Lance Tucker : Sure. So first of all, on new units, I mean, we are excited to continue growing, first of all. I think the key with what we’re doing on the Jack on Track stuff is really make sure we’re set up with a good, healthy, franchise base that can grow from a position of strength. So while we are going to have some closures here coming down the road, as you’ve seen from our announcements, I think where that’s really going to net us is franchisees that are not dragging along some units, frankly, that probably need to close. It’s going to free up dollars. We expect some of those dollars to flow into new unit builds. And then to piggyback on the new market question from a few minutes ago, as well, we’ve got Chicago where we expect to convert around eight, I believe it is, by the end of the fiscal year.

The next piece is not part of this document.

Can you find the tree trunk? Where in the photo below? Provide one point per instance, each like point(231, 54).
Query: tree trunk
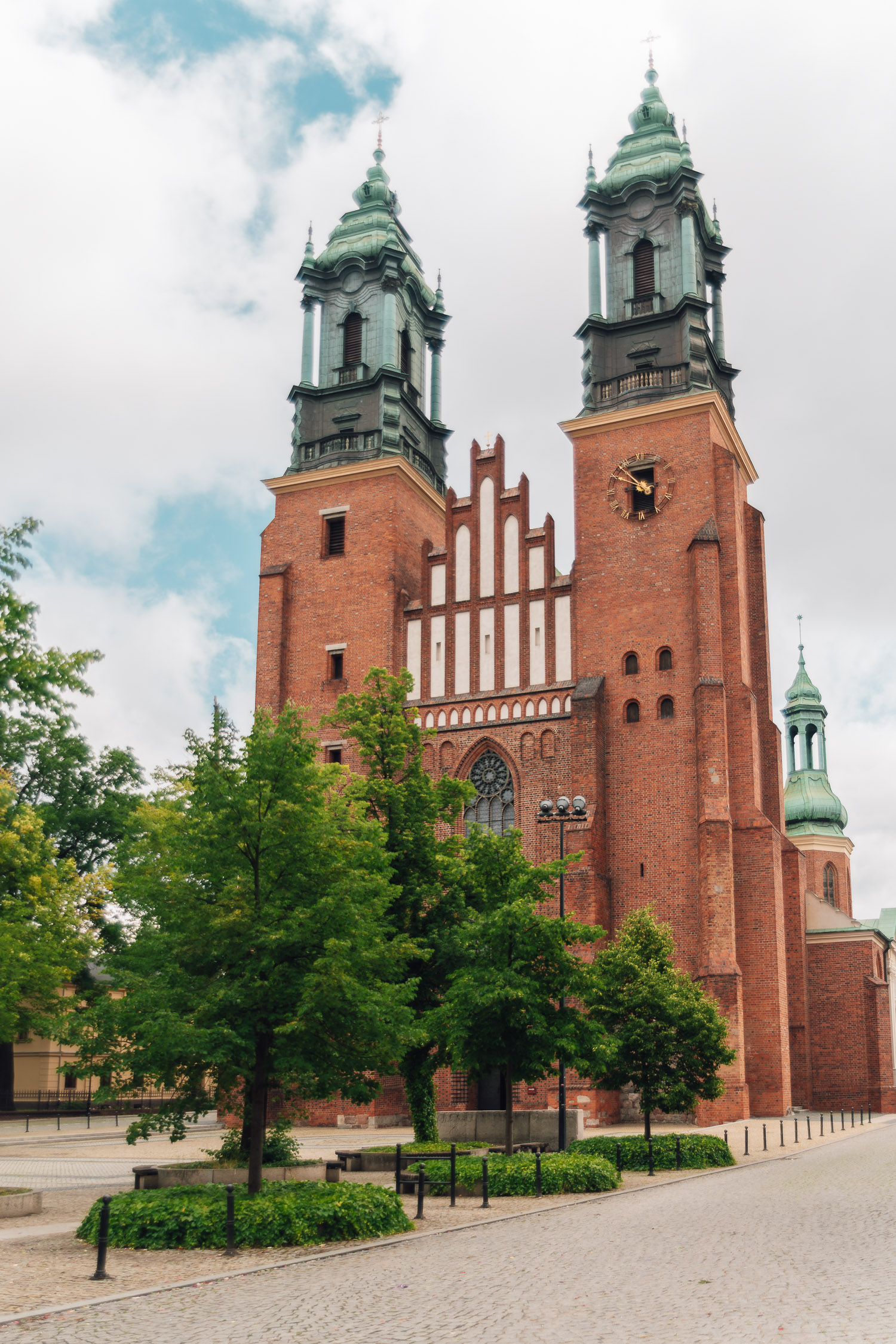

We’ve got builds happening in other markets, whether it’s Louisville, Salt Lake City. We’re getting ready to be opening some units in Florida. So there’s a lot going on there, too. So I think from a new unit standpoint, the picture still looks good. We’ve just got to get through a few closures here before you’ll start to see it in the net numbers. As it relates to the development numbers, I don’t have those in front of me at the moment. So that’ll be something we’ll need to circle back on.
Operator: Your final question comes from the line of Christine Cho with Goldman Sachs.
Christine Cho: Thank you for taking the question. So would you be able to share some observations on the various food cart performances in the quarter? Are you seeing any particular pressure on breakfast or late night? And how are you seeing the market share progressing? Thank you.
Ryan Ostrom: When we look across day part, I think we’ve kind of seen a little bit, especially at the lunch and dinner time, but it’s kind of been spread out evenly across. We’ve had some success over the last this past window that we really are trying to build off where we actually quickly sold out of our Nashville hot mozzarella sticks. We had a great partnership with Red Bull that moved really well. So we’ve had success at certain executions and add-ons that we’re really going to start building off moving forward. And our goal, as we mentioned before, is really focused on that barbell strategy with a balance of driving ticket with some of our core equities while also introducing some more value to drive trends.
Lance Tucker : And I’ll just quickly chip in with, I think you were looking for the development agreement or restaurant commitment number, and it’s since mid-2021, which is kind of where we’ve kept a running total going, it’s at 440.
Operator: Ladies and gentlemen, this concludes today’s conference call. You may now disconnect.